Amid the Federal Shutdown: Steep Cuts to Medicaid

As we conclude National Case Management Week 2025 with the theme of “Guiding Journeys,” we are making a point of celebrating case management professionals who lead with heart, expertise, and purpose!

During this week’s festivities, Mary Beth Pace will share how the work of the professional case manager is getting harder, as the patients and families we journey beside are dealing with an ever-more costly, complex, and fragmented healthcare system.

Patients as consumers are struggling to juggle household discretionary spending. The latest data we have is from August, due to the federal government shutdown. It shows that healthcare expenditures account nationally for 8.3 percent of the monthly consumer price index, or CPI.

In the last 12 months, the overall CPI increased 2.9 percent. However, the healthcare services portion increased 4.2 percent, the largest percentage increase relative to housing, food, and energy costs. Individuals are truly feeling this, as average wage growth is only between 1 and 1.2) percent. This is critical information to digest as we prepare for the potential loss of marketplace subsidies and escalating insurance premiums that can only mean households will be spending more for healthcare.

As you may be aware, on July 4, the President signed into law a budget reconciliation bill, the One Big Beautiful Bill Act (OBBBA). The bill included significant policy changes to Medicaid and the Health Insurance Marketplaces. The Congressional Budget Office (CBO) score indicated that the OBBBA will lead to nearly $1 trillion in Medicaid cuts, and could result in roughly 12 million people losing Medicaid and health insurance coverage. The CBO also stated that changes to state-directed payments (SDPs) and providers’ taxes is expected to save the government $340 billion, leading to drastic payment cuts to hospitals. According to one analyst, employer health plan enrollment could rise by 3.2 million if Congress lets federal subsidies for individual coverage expire. In addition, unless extended, the Patient Protection and Affordable Care Act (PPACA) subsidies expiration will cause, on average, a 114-percent increase in premiums for 2026.

Multiple projections have the number of uninsured people nationwide rising to 28 million, a 21-percent increase.

This bill, absent any updates on expiring programs, including Disproportionate Share Hospital (DSH) cuts, telehealth and Hospital at Home will significantly impact hospitals and physicians in Medicaid expansion and non-expansion states.

We are already seeing substantial impact with the shutdown, as Congress and the President struggle to find a compromise that extends federal program legislation. In the meantime, states will soon be dipping into contingency funds to keep basic programs like Women, Infants, and Children (WIC) flowing to those who depend on them. As for telehealth and Hospital at Home, popular programs included in the current continuing resolution, we are in a holding pattern, with the Medicare Administrative Contractors (MACs) directed on Oct. 1 to place a 10-day hold on telehealth payments to avoid reprocessing, in case Congress restores the pre-pandemic flexibilities that expired Sept. 30.

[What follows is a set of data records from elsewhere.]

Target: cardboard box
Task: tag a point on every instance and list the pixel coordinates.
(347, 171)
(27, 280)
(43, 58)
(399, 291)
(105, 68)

Add on to this the deep cuts to research funding, and directional changes at the U.S. Department of Health and Human Services (HHS) and Centers for Medicare & Medicaid Services (CMS), healthcare systems are making daily decisions about funding existing programs and future growth strategies. All of this creates uncertainty for providers, employers, and individual consumers. It is in this current climate that case management teams, who are already dealing with increasingly difficult families and decreasing local resources, will see exponentially more challenges in developing safe and effective discharge plans.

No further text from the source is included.